Accelerating PayPal's Commerce Agent with Speculative Decoding: An Empirical Study on EAGLE3 with Fine-Tuned Nemotron Models
Ally Qin, Jian Wan, Sarat Mudunuri, Srinivasan Manoharan

TL;DR
This study demonstrates that speculative decoding with EAGLE3 significantly improves inference efficiency for PayPal's Commerce Agent, achieving up to 50% GPU cost savings without quality loss.
Contribution
It provides an empirical evaluation of speculative decoding on EAGLE3 with fine-tuned Nemotron models, showing substantial throughput and latency improvements at reduced hardware costs.
Findings
Gamma=3 yields 22-49% throughput improvement.
Acceptance rate remains stable at ~35.5% for gamma=3.

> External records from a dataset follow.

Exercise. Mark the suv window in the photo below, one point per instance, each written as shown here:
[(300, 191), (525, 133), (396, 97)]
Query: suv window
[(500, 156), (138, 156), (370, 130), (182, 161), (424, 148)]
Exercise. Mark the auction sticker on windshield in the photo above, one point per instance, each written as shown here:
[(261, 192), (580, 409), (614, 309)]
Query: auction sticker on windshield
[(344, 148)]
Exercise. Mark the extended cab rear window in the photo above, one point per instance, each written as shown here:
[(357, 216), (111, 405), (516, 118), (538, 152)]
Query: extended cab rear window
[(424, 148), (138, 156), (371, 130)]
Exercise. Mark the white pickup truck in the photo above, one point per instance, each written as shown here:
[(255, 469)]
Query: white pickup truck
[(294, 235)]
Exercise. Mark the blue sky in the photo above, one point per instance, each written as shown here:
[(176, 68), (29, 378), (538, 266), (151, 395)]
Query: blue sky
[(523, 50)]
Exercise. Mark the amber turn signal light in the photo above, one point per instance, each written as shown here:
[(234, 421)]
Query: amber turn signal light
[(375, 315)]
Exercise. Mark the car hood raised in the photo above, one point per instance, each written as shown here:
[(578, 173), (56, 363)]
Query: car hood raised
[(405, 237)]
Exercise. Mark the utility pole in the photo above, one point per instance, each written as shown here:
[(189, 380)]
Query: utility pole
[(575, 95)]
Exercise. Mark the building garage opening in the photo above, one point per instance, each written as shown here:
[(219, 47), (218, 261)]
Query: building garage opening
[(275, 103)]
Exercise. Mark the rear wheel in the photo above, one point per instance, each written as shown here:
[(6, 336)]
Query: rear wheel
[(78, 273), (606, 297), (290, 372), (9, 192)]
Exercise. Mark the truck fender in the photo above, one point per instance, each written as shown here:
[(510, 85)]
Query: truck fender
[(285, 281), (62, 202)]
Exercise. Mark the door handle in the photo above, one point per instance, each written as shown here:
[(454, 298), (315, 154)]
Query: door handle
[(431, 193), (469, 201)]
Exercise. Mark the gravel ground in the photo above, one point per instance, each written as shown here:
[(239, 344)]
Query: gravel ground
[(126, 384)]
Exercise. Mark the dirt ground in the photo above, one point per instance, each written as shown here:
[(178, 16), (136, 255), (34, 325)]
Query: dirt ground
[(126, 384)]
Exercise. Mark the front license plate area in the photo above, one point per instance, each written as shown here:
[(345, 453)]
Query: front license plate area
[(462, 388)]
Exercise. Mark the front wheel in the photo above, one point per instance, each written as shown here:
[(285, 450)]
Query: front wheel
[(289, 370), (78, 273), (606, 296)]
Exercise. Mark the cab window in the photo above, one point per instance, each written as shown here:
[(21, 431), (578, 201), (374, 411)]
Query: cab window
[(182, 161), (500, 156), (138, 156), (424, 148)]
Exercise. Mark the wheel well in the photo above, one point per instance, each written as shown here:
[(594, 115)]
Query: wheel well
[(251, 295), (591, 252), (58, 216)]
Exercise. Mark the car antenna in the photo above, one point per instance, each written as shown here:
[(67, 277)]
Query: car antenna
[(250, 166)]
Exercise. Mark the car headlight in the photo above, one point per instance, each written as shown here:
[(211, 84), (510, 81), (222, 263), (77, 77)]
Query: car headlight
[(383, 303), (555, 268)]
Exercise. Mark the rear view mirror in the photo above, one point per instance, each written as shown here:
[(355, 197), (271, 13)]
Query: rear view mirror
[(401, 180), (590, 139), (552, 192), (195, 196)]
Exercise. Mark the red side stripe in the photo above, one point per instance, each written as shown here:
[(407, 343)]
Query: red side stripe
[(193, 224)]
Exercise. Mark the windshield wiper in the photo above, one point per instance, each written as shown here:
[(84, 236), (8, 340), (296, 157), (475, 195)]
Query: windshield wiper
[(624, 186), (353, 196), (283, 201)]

Single H100 with speculative decoding matches or exceeds dual H100 NIM performance.
Abstract
We evaluate speculative decoding with EAGLE3 as an inference-time optimization for PayPal's Commerce Agent, powered by a fine-tuned llama3.1-nemotron-nano-8B-v1 model. Building on prior work (NEMO-4-PAYPAL) that reduced latency and cost through domain-specific fine-tuning, we benchmark EAGLE3 via vLLM against NVIDIA NIM on identical 2xH100 hardware across 40 configurations spanning speculative token counts (gamma=3, gamma=5), concurrency levels (1-32), and sampling temperatures (0, 0.5). Key findings: (1) gamma=3 achieves 22-49% throughput improvement and 18-33% latency reduction at zero additional hardware cost; (2) acceptance rates remain stable at approximately 35.5% for gamma=3 across all conditions; (3) gamma=5 yields diminishing returns (approximately 25% acceptance rate); (4) LLM-as-Judge evaluation confirms fully preserved output quality; and (5) speculative decoding on a single…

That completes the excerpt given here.